Blick auf das kosmische Netz
Redaktion
/ idw / Pressemitteilung der Universität Bonn astronews.com
18. Dezember 2020
Kosmologische Simulationen zeigen, dass unser Universum von
Gasfilamenten durchzogen sein sollte, die große Materieansammlungen wie
Galaxienhaufen miteinander verbinden. Nun wurde mit dem Röntgenteleskop eROSITA
erstmals ein Gasfaden von 50 Millionen Lichtjahre Länge beobachtet. Sein Aufbau
ähnelt den Vorhersagen von Computersimulationen.
Mehr als die Hälfte der Materie in unserem Universum entzog sich bislang
unserem Blick. Astrophysiker hatten allerdings eine Vermutung, wo sie sich
aufhalten könnte: In sogenannten Filamenten, unvorstellbar großen fadenartigen
Strukturen aus heißem Gas, die Galaxien und Galaxienhaufen umgeben und
miteinander verbinden. Ein Team unter Federführung der Universität Bonn hat nun
erstmals einen Gasfaden von 50 Millionen Lichtjahren Länge beobachten können.
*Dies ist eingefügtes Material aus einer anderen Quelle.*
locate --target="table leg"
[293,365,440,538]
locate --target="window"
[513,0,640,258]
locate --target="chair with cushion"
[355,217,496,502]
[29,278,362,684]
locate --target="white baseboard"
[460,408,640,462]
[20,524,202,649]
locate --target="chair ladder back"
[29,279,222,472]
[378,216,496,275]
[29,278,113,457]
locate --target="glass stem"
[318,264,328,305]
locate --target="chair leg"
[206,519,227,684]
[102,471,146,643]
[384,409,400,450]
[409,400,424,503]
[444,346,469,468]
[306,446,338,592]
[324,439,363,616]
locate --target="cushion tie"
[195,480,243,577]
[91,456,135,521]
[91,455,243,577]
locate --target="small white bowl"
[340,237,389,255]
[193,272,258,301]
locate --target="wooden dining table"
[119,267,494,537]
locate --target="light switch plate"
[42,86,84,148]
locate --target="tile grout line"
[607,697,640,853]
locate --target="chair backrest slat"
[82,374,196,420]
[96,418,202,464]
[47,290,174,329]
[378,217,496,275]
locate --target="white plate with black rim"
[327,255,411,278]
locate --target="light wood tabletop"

Sein Aufbau ähnelt frappierend den Vorhersagen von Computersimulationen. Die
Beobachtung würden daher auch unsere Vorstellungen von der Entstehung und
Entwicklung unseres Universums bestätigen, unterstreichen die Forschenden.
Wir verdanken unsere Existenz einer winzigen Unregelmäßigkeit. Vor ziemlich
genau 13,8 Milliarden Jahren bildeten sich im Urknall Raum und Zeit und
sämtliche Materie, aus der unser Universum heute besteht. Diese war zunächst auf
einen Punkt konzentriert, dehnte sich aber rasend schnell aus – eine gigantische
Gaswolke, in der die Materie nahezu gleichmäßig verteilt war. Nahezu, aber eben
nicht völlig: An manchen Stellen war die Wolke etwas dichter als an anderen. Und
allein deshalb gibt es heute Planeten, Sterne und Galaxien.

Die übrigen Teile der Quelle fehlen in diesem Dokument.